Pat Joseph offered a word of warning: “Regardless of how much is paid out, that will not bring back the dead. The killers of Julius and Randy are still at large and they will kill again. Saint Lucians need to be assured that when police officers kill citizens they will be brought to justice.”
He considered the inquest as “fake as a three-dollar bill.” He had expected the Labour Party to reopen the inquest, as promised during its 1997 campaign, but was told after the party took office that “what was promised before the elections could not be done after all.”
Matthew Joseph said: “There has been a lot of frustration and yes, it has been a long time since my brother was killed. We are a poor family. We appreciate very much the money given us. But we were expecting more.” His sister Andrea had the final word: “This has brought back all the pain we felt when Julius was killed. All the memories have come flooding back. I miss Julius so much.”
Randy’s father, Thompson Joseph, was not present at the check presentation. He collected his son’s award of $56,000 later in the day!
Christine Larbey’s story brought back to me details of the months following the Morne Panache incident: the chaos that had accompanied the burial of Julius and Randy Joseph; the hollow promises from Labour Party election candidates; the betrayal of Saint Lucia’s banana farmers by those for whom some had died. The article also brought to mind Julian Hunte’s resignation as leader of his party and the rise and fall of his replacement Kenny Anthony; the rise and fall of Pat Joseph too, as well as others for whom the farmers were mere tickets to ride.
And yes, I marvel even now at how little has changed since October 14, 1993. I think about IMPACS, its association with the 2010 police killing of “citizens deemed to be criminals,” according to Prime Minister Kenny Anthony. A troublesome matter still unresolved. Pat Joseph’s somewhat dramatic statement at the government’s check presentation in 2001 had proved prophetic after all. Before I moved to another bound volume of the STAR of 1993, I made a mental note to investigate whether Cabinet was authorized to issue those compensation checks to the relatives of Julius and Randy Joseph without parliamentary approval— considering the earlier cited memorandum from the 2000 attorney general’s chambers had allegedly exempted from compensation persons killed while “engaged in criminal activity.”
According to the verdict handed down by the Julius and Randy inquest, the young farmhands were a long way from their workplace when they and others threatened the lives of on-duty police officers and were fatally shot!
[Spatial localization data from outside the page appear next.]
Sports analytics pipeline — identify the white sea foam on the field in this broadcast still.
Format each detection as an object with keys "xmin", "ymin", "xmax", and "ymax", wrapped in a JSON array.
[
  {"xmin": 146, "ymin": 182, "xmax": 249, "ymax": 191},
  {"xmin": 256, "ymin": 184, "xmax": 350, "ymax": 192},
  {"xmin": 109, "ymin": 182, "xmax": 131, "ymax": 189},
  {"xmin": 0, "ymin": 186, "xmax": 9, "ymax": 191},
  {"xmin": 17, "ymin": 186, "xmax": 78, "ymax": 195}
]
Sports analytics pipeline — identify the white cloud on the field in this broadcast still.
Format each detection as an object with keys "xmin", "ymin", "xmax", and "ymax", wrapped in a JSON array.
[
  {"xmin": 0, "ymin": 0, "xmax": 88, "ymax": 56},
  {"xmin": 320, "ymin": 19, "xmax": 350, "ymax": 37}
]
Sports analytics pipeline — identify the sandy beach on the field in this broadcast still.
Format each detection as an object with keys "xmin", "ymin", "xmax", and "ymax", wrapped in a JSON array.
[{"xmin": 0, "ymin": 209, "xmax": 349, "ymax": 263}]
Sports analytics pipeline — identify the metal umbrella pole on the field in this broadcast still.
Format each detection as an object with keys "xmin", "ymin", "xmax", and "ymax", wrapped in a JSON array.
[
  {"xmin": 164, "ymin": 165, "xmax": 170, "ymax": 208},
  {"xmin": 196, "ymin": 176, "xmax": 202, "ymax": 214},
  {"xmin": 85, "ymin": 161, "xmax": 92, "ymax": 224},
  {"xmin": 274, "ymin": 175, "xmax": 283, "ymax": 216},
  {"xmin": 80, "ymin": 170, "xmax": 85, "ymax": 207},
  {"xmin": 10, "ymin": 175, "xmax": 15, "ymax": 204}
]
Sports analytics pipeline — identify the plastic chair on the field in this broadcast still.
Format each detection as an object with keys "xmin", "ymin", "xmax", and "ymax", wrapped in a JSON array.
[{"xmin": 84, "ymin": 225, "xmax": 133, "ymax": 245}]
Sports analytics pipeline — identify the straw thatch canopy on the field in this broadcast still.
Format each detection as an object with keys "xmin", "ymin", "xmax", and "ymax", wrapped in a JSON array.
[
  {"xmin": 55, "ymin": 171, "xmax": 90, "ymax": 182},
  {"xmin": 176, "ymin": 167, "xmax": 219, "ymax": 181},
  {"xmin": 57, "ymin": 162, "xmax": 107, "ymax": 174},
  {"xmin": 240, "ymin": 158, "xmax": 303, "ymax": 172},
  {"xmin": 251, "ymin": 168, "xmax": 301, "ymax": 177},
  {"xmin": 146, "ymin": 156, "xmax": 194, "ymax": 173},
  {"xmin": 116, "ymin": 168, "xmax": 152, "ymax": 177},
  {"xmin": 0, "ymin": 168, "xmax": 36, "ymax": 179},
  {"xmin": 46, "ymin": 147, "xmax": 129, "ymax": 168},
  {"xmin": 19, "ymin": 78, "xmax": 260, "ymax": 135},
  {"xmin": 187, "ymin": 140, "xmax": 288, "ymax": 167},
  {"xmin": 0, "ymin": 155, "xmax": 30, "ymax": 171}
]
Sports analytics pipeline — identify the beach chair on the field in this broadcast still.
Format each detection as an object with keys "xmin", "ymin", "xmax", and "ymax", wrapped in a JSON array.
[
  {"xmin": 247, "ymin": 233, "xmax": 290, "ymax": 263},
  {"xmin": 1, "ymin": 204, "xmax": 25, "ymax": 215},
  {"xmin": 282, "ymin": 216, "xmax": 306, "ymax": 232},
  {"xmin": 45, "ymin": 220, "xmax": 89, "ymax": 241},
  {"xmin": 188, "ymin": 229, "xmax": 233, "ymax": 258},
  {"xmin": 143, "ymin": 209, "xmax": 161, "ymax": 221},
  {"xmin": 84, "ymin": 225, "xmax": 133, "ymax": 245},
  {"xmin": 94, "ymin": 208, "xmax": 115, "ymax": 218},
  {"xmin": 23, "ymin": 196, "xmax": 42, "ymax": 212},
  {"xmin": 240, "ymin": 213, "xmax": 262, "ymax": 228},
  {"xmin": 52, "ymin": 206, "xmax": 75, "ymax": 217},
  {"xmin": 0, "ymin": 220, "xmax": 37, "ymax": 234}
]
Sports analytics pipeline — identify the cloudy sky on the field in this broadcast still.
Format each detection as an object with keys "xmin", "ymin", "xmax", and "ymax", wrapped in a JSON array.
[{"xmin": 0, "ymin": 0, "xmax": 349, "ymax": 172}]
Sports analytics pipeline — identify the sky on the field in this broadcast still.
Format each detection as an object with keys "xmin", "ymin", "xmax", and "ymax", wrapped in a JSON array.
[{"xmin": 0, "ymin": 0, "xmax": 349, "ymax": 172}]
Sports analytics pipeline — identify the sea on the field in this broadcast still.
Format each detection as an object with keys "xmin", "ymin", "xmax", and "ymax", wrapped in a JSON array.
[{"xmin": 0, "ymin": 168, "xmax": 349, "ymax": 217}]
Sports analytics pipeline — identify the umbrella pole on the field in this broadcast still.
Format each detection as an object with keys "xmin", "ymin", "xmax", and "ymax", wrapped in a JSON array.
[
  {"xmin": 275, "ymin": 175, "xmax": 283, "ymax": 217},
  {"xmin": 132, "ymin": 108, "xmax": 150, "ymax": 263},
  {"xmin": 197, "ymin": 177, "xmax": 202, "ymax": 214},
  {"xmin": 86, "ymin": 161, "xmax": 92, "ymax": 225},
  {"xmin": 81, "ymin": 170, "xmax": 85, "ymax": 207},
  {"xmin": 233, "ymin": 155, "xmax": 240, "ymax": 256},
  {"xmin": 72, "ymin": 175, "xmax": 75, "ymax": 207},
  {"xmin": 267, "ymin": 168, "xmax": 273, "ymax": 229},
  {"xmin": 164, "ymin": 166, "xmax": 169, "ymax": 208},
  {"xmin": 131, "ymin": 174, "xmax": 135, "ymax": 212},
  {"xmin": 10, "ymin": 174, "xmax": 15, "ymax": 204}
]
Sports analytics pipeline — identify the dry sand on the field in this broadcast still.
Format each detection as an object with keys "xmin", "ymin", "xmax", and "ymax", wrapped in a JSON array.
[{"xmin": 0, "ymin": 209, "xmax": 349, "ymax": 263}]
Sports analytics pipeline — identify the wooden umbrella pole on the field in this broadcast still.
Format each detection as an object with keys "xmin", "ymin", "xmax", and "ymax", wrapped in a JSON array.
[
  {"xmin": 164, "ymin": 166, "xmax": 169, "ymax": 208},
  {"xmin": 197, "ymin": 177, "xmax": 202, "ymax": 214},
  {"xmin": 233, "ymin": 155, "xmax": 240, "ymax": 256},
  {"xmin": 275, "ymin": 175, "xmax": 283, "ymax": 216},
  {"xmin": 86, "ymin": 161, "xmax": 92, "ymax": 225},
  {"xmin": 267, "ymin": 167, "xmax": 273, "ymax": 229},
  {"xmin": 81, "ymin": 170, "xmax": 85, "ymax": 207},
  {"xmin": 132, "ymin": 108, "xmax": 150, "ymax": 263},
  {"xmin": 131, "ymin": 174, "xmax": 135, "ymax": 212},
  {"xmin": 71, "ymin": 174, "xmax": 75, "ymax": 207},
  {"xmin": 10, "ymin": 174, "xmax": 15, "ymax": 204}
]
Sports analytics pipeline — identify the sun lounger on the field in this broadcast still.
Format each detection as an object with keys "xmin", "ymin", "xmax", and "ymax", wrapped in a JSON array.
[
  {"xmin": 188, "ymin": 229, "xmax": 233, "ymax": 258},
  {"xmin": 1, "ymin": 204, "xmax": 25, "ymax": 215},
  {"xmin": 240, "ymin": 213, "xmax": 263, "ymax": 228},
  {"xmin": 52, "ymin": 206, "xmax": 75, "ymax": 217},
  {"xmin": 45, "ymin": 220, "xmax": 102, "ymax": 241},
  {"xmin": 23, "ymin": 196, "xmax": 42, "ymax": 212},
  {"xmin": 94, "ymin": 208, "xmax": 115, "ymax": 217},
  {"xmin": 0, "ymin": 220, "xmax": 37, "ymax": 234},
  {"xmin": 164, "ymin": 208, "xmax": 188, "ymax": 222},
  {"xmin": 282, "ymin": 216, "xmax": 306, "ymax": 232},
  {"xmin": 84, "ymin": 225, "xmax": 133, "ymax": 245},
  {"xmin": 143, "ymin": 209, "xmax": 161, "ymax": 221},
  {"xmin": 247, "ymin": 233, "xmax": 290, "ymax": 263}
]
Another coincidence: during the exchanges at the last House meeting when references were made to the rise and fall of banana figures over the years, Guy Joseph hinted at nefarious activities in the banana valleys involving Labour Party supporters. Despite his own connections with the organization at the time, he said, he had adamantly refused to do anything potentially harmful to his fellow planters and to the banana industry. Then again, for some the period referenced by Guy Joseph is history, old news, not worthy of resurrection; forgettable. Perhaps they should be reminded in the national interest that “those who cannot remember the past are condemned to repeat it.”
How interested are the pictured parliamentarians in our nation’s political history and other stories from Saint Lucia’s past that brought us to where we are today? Left to right: Kenny Anthony, former prime minister and leader of the St. Lucia Labour Party; Guy Joseph, one-time banana farmer and transit operator, now Southeast Castries MP; and Dennery North MP Shawn Edward.
Flashback to the funeral of one of the farmhands shot by police in 1993. In the photo, his coffin is surrounded by others who survived the riot.